My bad, after a second look I see that I read the "legend" on TVFool wrong, it was referring to the colors on the map provided below the one I gave a screenshot for to guide on signal strength. My zip code is 83201, but I did enter my address to get that reading.


If you take a look it shows that all of the digital stations I want should pick up pretty well (KIFI-DT, KPVI-DT, KIDK-DT)...any of the others would just be an added bonus (the PBS station, and all the other ones I can't identify), and the major 4 networks' analog signal should be pretty well too.


Should I be at all surprised that it's estimating that good of a signal strength from the KIDK, KIFI, and KISU (and all their digital counterparts) transmissions that are nearly 45 miles away?
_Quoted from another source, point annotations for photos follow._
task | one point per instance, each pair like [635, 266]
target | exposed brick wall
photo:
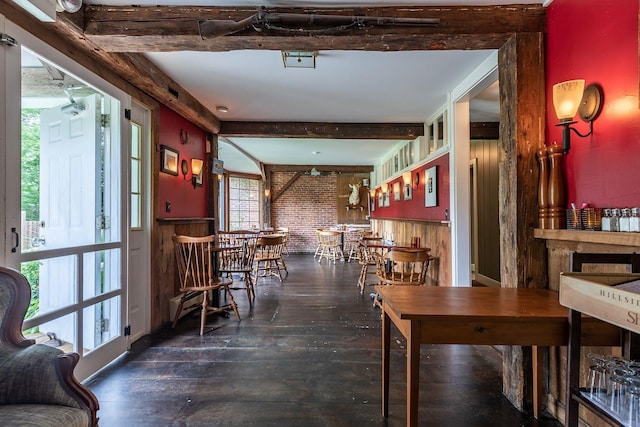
[309, 203]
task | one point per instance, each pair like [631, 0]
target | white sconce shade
[196, 166]
[566, 98]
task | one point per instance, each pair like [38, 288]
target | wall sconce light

The key is that tvfool shows that you have Line of Sight (LOS) to the broadcast towers. Those broadcast antennas must be located high up on a ridge of mountain for you to have that. If the indoor antenna does not work reliably enough (dropouts) or doesn't get all the stations you want, you could try a Channel Master 4220 2 bay bowtie or the 4221 4 Bay bowtie. The 2 and 4 bay bowties are UHF antennas which can pick up strong upper VHF channels, lousy performance for low VHF (2 to 6). However, your 2 low VHF stations are analog and are available in digital on upper VHF and UHF. While I don't find bowties "ugly", because they are real antennas (
), they can be hung off of a balcony or under the eaves or other tight spots out of the way.


Yes, not much you can do about getting Fox in HD, except contact KFXP asking to please do a digital flash conversion as early as possible. It can't hurt if they hear from viewers out there who want to get the digital signal. As a full power station, KFXP should filing a conversion plan with the FCC by February 18 as is being required of ALL full power stations. You may be able to find out when they plan to do the flash cut conversion.